Viva Mexico

Achter Tourbericht vom 12. Dezember 2001 San Diego - Ensenada

              

Mexiko ist bei uns, bevor wir den Grenzübergang sehen. Zwischen die Gegenspuren des Highways Nummer 5 haben die USA einen Stahlzaun gestellt, eines der Hindernisse gegen die Flüchtlinge aus dem Süden, die in den Staaten ein Vermögen suchen würden, wenn man sie ließe. Die letzten Häuser von San Ysidro, dem letzten Vorort San Diegos, sind von Wechselstuben besetzt. Dann mehren sich auch die autolosen Menschen auf den Bürgersteigen, ein ungewohntes Bild für USA-Fahrer. Tagespendler schleppen ihre Einkäufe in Kartons, Säcken und Taschen. Die meisten sind Mexikaner. US-Amerikaner erledigen auch den kleinen Grenzverkehr mit Hilfe ihrer Autos.
Wir suchen die Fußgängerbrücke, weil unsere Reiseführer sagten, sie sei der bessere Eingang für Radler. Eine ratlose Runde spärer lassen wir uns die Zurechtweisung eines Grenzbeamten gefallen. Geht um das Gebäude rum.

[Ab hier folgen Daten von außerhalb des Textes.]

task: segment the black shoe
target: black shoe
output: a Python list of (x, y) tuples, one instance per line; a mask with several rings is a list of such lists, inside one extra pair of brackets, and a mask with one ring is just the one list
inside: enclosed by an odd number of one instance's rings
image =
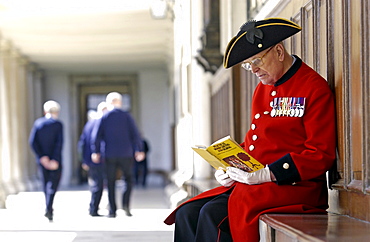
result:
[(90, 212), (91, 217), (101, 217), (101, 215), (98, 212)]
[(115, 218), (117, 216), (116, 213), (109, 213), (108, 218)]
[(125, 212), (126, 212), (126, 216), (128, 216), (128, 217), (131, 217), (132, 216), (132, 214), (130, 213), (129, 210), (125, 210)]
[(128, 216), (128, 217), (132, 216), (132, 214), (130, 213), (130, 209), (128, 207), (123, 207), (123, 210), (125, 211), (126, 216)]
[(50, 222), (53, 221), (53, 212), (47, 211), (44, 216), (47, 217)]

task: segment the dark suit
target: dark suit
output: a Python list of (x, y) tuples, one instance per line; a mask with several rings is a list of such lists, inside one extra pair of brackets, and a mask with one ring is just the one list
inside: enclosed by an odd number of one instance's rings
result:
[[(60, 121), (42, 117), (35, 121), (30, 133), (29, 143), (43, 176), (43, 188), (46, 198), (46, 212), (53, 212), (54, 196), (62, 174), (63, 125)], [(57, 170), (47, 170), (40, 158), (48, 156), (59, 163)]]
[(104, 114), (94, 128), (91, 140), (93, 153), (100, 153), (101, 142), (105, 143), (105, 161), (108, 181), (109, 213), (116, 214), (115, 181), (117, 168), (120, 168), (126, 183), (122, 197), (122, 207), (129, 208), (132, 189), (132, 166), (135, 151), (142, 151), (141, 136), (130, 113), (113, 109)]
[(78, 141), (79, 152), (82, 155), (82, 162), (89, 167), (88, 175), (91, 191), (89, 207), (90, 215), (97, 215), (104, 188), (103, 158), (101, 158), (100, 163), (94, 163), (91, 160), (91, 134), (97, 123), (97, 119), (88, 121), (85, 124)]

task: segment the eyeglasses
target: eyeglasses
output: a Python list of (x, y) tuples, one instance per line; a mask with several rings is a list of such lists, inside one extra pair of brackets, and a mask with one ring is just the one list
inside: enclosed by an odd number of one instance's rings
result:
[[(275, 46), (275, 45), (274, 45)], [(271, 46), (270, 49), (268, 51), (265, 52), (265, 54), (263, 54), (263, 56), (261, 57), (257, 57), (257, 58), (254, 58), (253, 60), (251, 61), (248, 61), (248, 62), (243, 62), (241, 64), (241, 66), (246, 69), (247, 71), (251, 71), (252, 70), (252, 65), (254, 65), (255, 67), (260, 67), (262, 66), (264, 63), (263, 63), (263, 60), (262, 58), (265, 57), (265, 55), (267, 55), (267, 53), (269, 53), (269, 51), (274, 48), (274, 46)]]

Und - die Räder müssen geschoben werden! Der Weg nach Tijuana führt durch ein Parkhaus. Wir schieben die im Zickzack ansteigenden Betonrampen aufwärts und betreten eine Galerie, die auf eine beidseits vergitterte Brücke mündet. Eine Verschnaufzigarette wollen wir uns gönnen, doch ein vorbeischlendernder Grenzmann bellt: Keep on walking!
Die erste Schikane ist eine eiserne Drehtüre. Wir balancieren die bepackten Räder auf den Hinterreifen durch die Enge. Hinter uns stehen die Grenzgänger Schlange. Sie lachen, als sie uns ackern sehen, einige Männer packen an und helfen mit ziehen und schieben. Muchas gracias, das sind unsere ersten spanischen Worte in Mexiko, vielen Dank.
Kurz bevor wir daran gehen, uns durch die zweite Drehtür zu winden, fällt Kerstin ein, dass es geschickt wäre, einen Stempel in den Pass und eine Touristenkarte zu verlangen, bevor wir die Grenzanlagen verlassen. Wir sehen einen Zöllner anstelle einer umfassenden Kontrollstation an einen Tisch gelehnt stehen. Von Zeit zu Zeit zeigt er mit einem Finger auf stark beladene Reisende, sie müssen ihre Güter vor ihm ausbreiten. Er weist uns in eine schmale Tür, hinter der ein Mitarbeiter des staatlichen Büros für Immigration sitzt. Nachdem wir die Touristenkarte ausgefüllt und an dem benachbarten Bankschalter je 23 Dollar abgegeben haben, ist er geneigt, seinen Stempel auf unsere Pässe fallen zu lassen. Neunzig Tage Aufenthalt genehmigt uns der Mann, mehr sei leider nicht möglich, eine Verlängerung jedoch in jeder größeren Stadt leicht zu erhalten. Wir fragen bei seinem Kontrollkollegen, ob wir die zweite Drehtür durch ein anderes offen stehendes Büro umgehen dürfen, und dann sind wir in Tijuana und Mexiko angekommen. Keine unserer Befürchtungen ist eingetreten, die Grenze ist für Touristen kein Hindernis, sie ist ein Tor in den anderen Teil Amerikas, den ärmeren Teil. Hier wollen wir suchen, was bei uns daheim unsichtbar geworden ist.

            


Über uns ballen sich Wolken, die den Auszug aus den USA seit dem Campingplatz begleitet haben. Nachdem wir in hartnäckigen Versuchen aus einem Bankautomaten Geld gelockt haben, finden wir ein Hotel. "Alaska" heißt es, aber es liegt in einer heißen Straße. An den Hauseingängen lehnen kurzberockte Senoritas, sie tragen Lippenstift, tiefe Dekolletes und Aufforderung im Blick. Ein paar Straßenmusikanten gehen mit ihren Gitarren, Trompeten und Zieharmonikas spazieren. Es beginnt zu regnen.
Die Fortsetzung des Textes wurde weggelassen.